Acidification occurs when oceans absorb atmospheric carbon dioxide (CO2) created by burning fossil fuels. The absorption alters the water's chemistry, lowering its pH and reducing the amount of available carbonate, which organisms such as corals and pteropods (mollusks) use to construct their calcium carbonate shells.

"These calcifying organisms will struggle to build and maintain their shells as acidification proceeds," said Nicole Lovenduski, corresponding author of the study and a scientist at the University of Colorado Boulder (CU Boulder). "In the future, a pocket of corrosive water will sit just below the surface, making life difficult for these primarily surface-dwelling species."

The Southern Ocean is particularly vulnerable to acidification due to colder waters that increase the solubility of CO2 and upwelling that brings carbon-rich water close to the surface.

The study used data from the Community Earth System Model (CESM) to forecast ocean acidification under several CO2 emission assumption scenarios, looking at changes in calcium carbonate saturation. The researchers also examined water samples collected from previous expeditions to the Southern Ocean.

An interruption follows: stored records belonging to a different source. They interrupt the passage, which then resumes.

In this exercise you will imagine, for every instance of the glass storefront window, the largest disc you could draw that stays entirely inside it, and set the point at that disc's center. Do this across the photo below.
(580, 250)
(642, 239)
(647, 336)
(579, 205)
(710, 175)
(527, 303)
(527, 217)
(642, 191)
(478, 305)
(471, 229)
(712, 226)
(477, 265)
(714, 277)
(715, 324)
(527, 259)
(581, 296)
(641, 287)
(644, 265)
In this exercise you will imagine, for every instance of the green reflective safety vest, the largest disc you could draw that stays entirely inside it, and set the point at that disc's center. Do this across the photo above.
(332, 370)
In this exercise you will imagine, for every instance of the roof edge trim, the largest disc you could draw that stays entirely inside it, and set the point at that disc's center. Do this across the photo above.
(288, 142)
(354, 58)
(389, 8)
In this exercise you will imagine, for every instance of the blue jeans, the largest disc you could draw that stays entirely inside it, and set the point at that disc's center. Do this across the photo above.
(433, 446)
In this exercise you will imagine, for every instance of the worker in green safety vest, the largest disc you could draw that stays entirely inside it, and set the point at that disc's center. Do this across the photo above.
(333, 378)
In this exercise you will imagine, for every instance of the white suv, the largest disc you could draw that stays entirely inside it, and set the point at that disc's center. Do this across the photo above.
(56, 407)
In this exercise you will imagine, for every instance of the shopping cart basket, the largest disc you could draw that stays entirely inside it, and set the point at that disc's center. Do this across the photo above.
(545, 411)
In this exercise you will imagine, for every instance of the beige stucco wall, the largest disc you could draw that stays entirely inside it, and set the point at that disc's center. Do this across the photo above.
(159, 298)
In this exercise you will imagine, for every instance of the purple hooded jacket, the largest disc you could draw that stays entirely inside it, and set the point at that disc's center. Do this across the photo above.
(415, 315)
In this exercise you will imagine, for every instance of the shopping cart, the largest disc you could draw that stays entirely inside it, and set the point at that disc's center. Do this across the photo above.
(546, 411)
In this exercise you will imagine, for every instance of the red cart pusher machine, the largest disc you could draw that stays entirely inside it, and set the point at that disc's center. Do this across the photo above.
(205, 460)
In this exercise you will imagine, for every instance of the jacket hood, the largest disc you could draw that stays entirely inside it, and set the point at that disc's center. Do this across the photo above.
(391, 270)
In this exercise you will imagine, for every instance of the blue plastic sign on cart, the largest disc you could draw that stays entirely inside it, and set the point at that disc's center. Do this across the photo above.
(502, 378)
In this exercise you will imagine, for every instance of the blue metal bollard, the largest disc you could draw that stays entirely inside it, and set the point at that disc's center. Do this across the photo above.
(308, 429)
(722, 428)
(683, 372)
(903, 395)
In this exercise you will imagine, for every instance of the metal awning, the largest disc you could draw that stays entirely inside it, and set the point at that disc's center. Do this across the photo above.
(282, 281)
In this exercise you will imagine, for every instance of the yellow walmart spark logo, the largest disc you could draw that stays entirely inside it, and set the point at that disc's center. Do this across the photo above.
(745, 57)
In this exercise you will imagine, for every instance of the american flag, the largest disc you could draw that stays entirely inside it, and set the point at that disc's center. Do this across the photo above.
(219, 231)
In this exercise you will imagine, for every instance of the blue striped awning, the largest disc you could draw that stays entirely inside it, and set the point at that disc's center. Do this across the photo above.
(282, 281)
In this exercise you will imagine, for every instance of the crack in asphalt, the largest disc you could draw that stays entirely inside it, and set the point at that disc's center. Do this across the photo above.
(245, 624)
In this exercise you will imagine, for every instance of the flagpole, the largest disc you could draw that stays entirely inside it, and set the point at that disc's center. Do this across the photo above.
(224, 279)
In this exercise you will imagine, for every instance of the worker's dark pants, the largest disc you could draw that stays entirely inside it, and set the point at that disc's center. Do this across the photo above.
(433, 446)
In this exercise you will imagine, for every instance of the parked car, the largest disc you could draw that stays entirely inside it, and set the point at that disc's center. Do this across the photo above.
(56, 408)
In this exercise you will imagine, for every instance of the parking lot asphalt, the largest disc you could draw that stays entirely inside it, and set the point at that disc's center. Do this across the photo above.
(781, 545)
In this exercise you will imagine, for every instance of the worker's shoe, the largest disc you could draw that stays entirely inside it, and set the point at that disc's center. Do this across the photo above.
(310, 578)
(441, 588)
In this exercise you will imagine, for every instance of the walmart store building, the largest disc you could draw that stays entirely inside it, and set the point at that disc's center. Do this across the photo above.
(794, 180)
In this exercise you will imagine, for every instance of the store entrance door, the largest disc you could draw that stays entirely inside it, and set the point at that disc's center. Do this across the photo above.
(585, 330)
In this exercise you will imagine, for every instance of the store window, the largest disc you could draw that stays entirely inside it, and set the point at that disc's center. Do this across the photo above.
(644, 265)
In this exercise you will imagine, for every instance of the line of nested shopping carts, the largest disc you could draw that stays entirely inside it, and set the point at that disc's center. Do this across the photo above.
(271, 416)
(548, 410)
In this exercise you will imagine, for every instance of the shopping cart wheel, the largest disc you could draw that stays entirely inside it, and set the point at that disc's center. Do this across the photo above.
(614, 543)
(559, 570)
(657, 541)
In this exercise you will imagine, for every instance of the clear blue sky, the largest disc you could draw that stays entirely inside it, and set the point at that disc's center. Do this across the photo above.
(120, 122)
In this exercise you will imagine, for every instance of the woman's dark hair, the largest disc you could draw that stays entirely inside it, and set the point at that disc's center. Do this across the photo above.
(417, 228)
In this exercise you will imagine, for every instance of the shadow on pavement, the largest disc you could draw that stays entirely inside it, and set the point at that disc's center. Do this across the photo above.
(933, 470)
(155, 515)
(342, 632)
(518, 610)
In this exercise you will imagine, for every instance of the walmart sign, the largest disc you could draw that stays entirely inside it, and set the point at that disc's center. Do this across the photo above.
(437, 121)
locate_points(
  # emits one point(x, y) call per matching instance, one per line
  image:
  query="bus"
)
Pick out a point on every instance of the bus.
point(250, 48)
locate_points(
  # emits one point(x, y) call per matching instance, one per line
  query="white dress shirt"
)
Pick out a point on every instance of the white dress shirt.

"We suspect that previous studies have overlooked the emergence of this shallow horizon by averaging data from different models rather than looking at individual models," said co-author Gabriela Negrete-Garcia of the Scripps Institution of Oceanography.

While the individual simulations of the model differed on the timing, the research suggests that changes may be inevitable in large regions of the Southern Ocean, regardless of future mitigation efforts.

"If emissions were curbed tomorrow, this sudden shallow horizon would still appear, even if possibly delayed," Lovenduski said. "That inevitability, along with the lack of time for organisms to adapt, is most concerning."

Additional co-authors of the study included Kristen Krumhardt of CU Boulder, Claudine Hauri of the University of Alaska Fairbanks and Siv Lauvset of the University of Bergen in Norway.